Einigkeit ist selten. Und erfreulich. Da hat also der Bundestag einstimmig beschlossen, per Gesetz die Arbeit der Parlamentarischen Untersuchungsausschüsse zu regeln. Nun soll die Formel "Sacharbeit statt Verfahrensstreit" gelten, wenn Deutschland seine Skandale aufarbeitet. Das Parlament war stolz auf sich und gab das Motto aus: Republik, nun freue dich! Bürger, schaut auf diese Handlungsfähigkeit!

Eines der wichtigsten Instrumente der Volksvertretung hat nun einen soliden Boden. Das ist schon was. Natürlich ist das PUAG getaufte Regelwerk kein Allheilmittel. Es bleibt dabei, dass in einem parlamentarischen Gremium Parteipolitiker sitzen, deren Einseitigkeit sich bestenfalls kanalisieren, aber kaum ausblenden lässt. Dennoch sind die Parteien über ihren Schatten gesprungen. Sie haben einmütig akzeptiert, was sie als Minderheit stets lauthals gefordert und als Mehrheit immer verdammt haben.

Ein Grund für die plötzliche Weitsicht ist die Erkenntnis, dass die bisherigen Untersuchungsausschüsse eher politisch bewertet als faktisch untersucht haben. Die Bedingungen sind künftig besser. Perfekt noch lange nicht. Die meisten Abgeordneten hatten fürchterliche Angst vor einem Ausschuss, der Zeugen weichkocht. Das könnte schließlich einen selbst mal treffen. Deshalb wurde auf das Instrument verzichtet, das viele andere Parlamente der Welt für bitter nötig halten: dem Auskunftsverweigerungsrecht ein Immunitätsangebot entgegenzusetzen.

Solch ein Lockmittel höhlt den Rechtsstaat nicht aus, es fördert aber effektiver als alle anderen Instrumente Wahrheiten ans Licht. Ohne Druck - dosierten, verantwortbaren und geregelten Druck - packen Zeugen nicht aus. Wo die Grenze zu ziehen wäre, haben sich die Autoren des Gesetzes in den USA ausführlich ansehen können. Dort wird getan, was unverantwortlich ist: Zeugen werden gebrochen, indem die Abgeordneten, die sie befragen, nach unterschlagenen Steuern oder anderen Folterwerkzeugen fahnden, die mit dem Untersuchungsgegenstand nichts zu tun haben.
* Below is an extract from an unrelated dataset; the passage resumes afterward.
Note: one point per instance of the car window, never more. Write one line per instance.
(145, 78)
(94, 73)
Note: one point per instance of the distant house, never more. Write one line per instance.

Die Anschauung war wohl so abschreckend, dass aus Angst vor dem Übertriebenen das Sinnvolle unterlassen wurde. Einem störrischen Zeugen die Aussage gegen eigene Parteifreunde schmackhaft zu machen, indem man ihm zusichert, dass belastende Informationen keine strafrechtliche Konsequenz haben, ist ja noch lange kein ungebührlicher Druck.

Was hier misslang, glückte in einem anderen Punkt. Der deutsche Ermittlungsbeauftragte ist tatsächlich kein US-Sonderermittler geworden. Kenneth Starrs Allmacht hat Amerika vor einem Jahr ja dazu veranlasst, das Amt komplett abzuschaffen.

Einigkeit in Verfahrensfragen ist hergestellt. Für die künftige Arbeit gelten einmütig akzeptierte Spielregeln. Doch aus Furcht, eine Bestie zu schaffen, haben die Parlamentarier dem recht zahnlosen Tiger namens Untersuchungsausschuss nur stumpfe Zähnchen eingesetzt. Zu reißen wird damit nicht viel sein. Wenn es um die Aufklärung von Polit-Skandalen geht, ist Konsens vielleicht doch nicht das richtige Leitprinzip.